Want de zaligheid is uit de Joden. – Joh. 4: 22b.
Telkens komen ons weer beelden voor de geest uit die donkere tijd van de bezetting. Het zal wel jaren duren, voordat we volkomen kwijt zijn, wat we toen beleefd hebben. En we zullen het wel nooit helemáál kwijt raken.
Het woord uit Joh. 4 brengt ons weer zeer duidelijk de kern van de strijd, waarom het ging, in de herinnering. De zaligheid is uit de Joden. Dit woord stelt op een zeldzaam krasse wijze het Joodse vraagstuk aan de orde. Wij herinneren ons, hoeveel angst en wreed geweld de Joden te verduren hebben gehad. Midden in onze moderne beschaving was een Jodenvervolging losgebroken, welke in omvang, wreedheid en verbittering haar gelijke in de geschiedenis niet had. Ik weet: tal van factoren speelden daarin een rol.
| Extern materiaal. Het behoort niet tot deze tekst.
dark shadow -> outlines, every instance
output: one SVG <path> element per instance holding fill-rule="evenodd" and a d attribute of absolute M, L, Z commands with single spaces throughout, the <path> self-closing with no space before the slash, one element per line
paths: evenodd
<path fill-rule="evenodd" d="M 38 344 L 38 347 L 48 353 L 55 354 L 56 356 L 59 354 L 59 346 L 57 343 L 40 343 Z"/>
Maar de kern lag toch daarin, dat de volkeren, die bezig waren hun eigen heidendom weer terug te vinden, zich daaraan ergerden, dat de zaligheid, het heil van de hele wereld, alleen vanuit het volk Israël tot de volkeren der aarde gekomen is.
Dat houdt immers in, dat de volkeren het heil in zichzelf niet hebben. Zij kunnen zichzelf niet redden. Voor de eeuwigheid niet. En ook voor de tijd niet. Zij kennen uit zichzelf de levende God niet. Wat zij uit zichzelf kennen en dienen, dat zijn de afgoden. Alle waarachtige en heilzame kennis van de levende God moet hun vanuit Israël toekomen.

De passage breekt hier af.